A late scandal rocked the race during the early voting period. The Election Commission suspected some same-day voter registrants had received money to vote, which is plainly illegal. The individual involved was alleged to have ties to Hurst, who denied any connection to those actions. Hurst accused Sarno of ginning up a controversy on the eve of the election. While the evidence was alarming, how it went public raised questions.
The feds passed on an investigation. Attorney General Andrea Campbell’s probe has yet to yield any charges.
Though unsuccessful, Hurst won many predominantly Black precincts. This emphasized that cohort’s outsized role relative to their share of the city’s overall population. The outlines to defeat Sarno are in the data, but Hurst could not assemble the necessary coalition that year.
Since leaving the Council, Hurst has continued to raise money and sent signals he would run for mayor again. He would not necessarily need a Council seat to do that given his name and prominence. However, few pundit would doubt it could help.
Still, Hurst’s decision to run for Council comes relatively late in the petitioning window. Collecting the 100 signatures he needs should be easy. He has a touch over $8,500 in his campaign account, though he may need more to reintroduce himself to voters and fend off residual doubts from the allegations at the end of the mayoral campaign.

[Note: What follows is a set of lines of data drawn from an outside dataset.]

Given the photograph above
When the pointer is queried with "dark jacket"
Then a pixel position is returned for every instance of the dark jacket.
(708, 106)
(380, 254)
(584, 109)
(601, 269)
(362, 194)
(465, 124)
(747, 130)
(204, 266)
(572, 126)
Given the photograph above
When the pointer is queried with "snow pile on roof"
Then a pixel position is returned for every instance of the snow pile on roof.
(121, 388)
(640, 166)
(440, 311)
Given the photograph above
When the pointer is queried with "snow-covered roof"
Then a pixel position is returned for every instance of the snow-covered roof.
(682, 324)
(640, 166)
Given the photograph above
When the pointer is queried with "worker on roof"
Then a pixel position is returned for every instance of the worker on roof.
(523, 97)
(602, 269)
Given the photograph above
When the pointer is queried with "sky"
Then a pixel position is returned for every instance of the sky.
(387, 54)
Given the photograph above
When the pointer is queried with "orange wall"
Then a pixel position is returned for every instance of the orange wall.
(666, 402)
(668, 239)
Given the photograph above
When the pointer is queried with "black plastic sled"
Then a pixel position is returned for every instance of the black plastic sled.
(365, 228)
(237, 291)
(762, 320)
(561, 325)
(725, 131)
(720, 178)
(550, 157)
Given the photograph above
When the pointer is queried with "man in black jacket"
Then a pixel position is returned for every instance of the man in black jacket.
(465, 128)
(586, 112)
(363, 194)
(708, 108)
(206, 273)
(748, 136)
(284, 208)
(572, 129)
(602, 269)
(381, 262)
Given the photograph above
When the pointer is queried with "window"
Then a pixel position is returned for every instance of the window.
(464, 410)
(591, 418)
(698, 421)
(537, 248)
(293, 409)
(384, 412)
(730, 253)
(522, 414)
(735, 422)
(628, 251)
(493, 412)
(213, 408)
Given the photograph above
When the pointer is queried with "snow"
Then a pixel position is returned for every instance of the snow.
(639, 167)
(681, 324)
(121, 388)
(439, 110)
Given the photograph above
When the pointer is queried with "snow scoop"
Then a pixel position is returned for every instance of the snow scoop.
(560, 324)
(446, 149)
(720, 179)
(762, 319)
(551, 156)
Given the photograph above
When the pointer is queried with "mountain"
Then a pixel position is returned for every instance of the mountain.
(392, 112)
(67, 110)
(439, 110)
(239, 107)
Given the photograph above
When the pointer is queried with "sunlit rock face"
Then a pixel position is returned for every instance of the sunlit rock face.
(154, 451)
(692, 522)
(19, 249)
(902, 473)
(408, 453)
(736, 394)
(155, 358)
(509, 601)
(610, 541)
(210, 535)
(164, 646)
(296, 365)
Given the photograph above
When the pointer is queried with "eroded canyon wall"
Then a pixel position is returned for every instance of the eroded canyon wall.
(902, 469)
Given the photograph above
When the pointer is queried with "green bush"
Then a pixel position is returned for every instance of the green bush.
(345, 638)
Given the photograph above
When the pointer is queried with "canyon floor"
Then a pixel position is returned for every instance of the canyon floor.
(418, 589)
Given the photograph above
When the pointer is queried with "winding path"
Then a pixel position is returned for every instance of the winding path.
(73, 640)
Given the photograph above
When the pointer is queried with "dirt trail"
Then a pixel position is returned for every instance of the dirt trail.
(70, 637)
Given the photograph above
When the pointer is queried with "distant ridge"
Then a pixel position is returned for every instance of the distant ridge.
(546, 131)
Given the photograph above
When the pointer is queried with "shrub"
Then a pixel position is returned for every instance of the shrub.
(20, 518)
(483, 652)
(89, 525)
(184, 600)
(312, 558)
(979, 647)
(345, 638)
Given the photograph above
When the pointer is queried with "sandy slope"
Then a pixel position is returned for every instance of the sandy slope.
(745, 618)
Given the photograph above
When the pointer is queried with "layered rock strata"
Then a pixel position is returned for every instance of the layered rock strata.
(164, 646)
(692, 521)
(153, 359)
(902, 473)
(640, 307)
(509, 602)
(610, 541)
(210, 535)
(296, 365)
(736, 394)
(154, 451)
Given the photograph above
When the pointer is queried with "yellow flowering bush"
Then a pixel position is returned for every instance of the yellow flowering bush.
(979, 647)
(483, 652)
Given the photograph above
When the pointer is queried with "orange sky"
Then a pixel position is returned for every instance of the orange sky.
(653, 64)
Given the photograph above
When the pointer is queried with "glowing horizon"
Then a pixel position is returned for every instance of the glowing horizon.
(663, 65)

Every Council incumbent is running, but at-large councilors are much harder to unseat. Could Hurst repeat his 2013 performance? (via Facebook/Springfield City Council)
Nevertheless, the Council has two freshman members and the drop in turnout can alter the final order and outcome of the at-large race. The City Council has 13 seats, five of which all voters in the city elect. At-large candidates essentially run against each other. The five in the general who receive the most votes win seats. Name recognition and ballot order—incumbents always appear first in Springfield—complicate at-large challengers’ bids absent an open seat.
To defeat an incumbent, challengers do not just need to boost their own vote total. They need many voters to withhold votes from an incumbent. This effectively happened in 2013 when the spotlight of the Council Presidency backfired on Ferrera. However, Hurst did not actually defeat him because Hurst placed first. Fifth-place finisher and now-retired Councilor Timothy Rooke actually edged Ferrera out.
Hurst will need things to play out in similar fashion this year, although this time there may be no sitting councilor at obvious risk of tumbling out of 36 Court Street.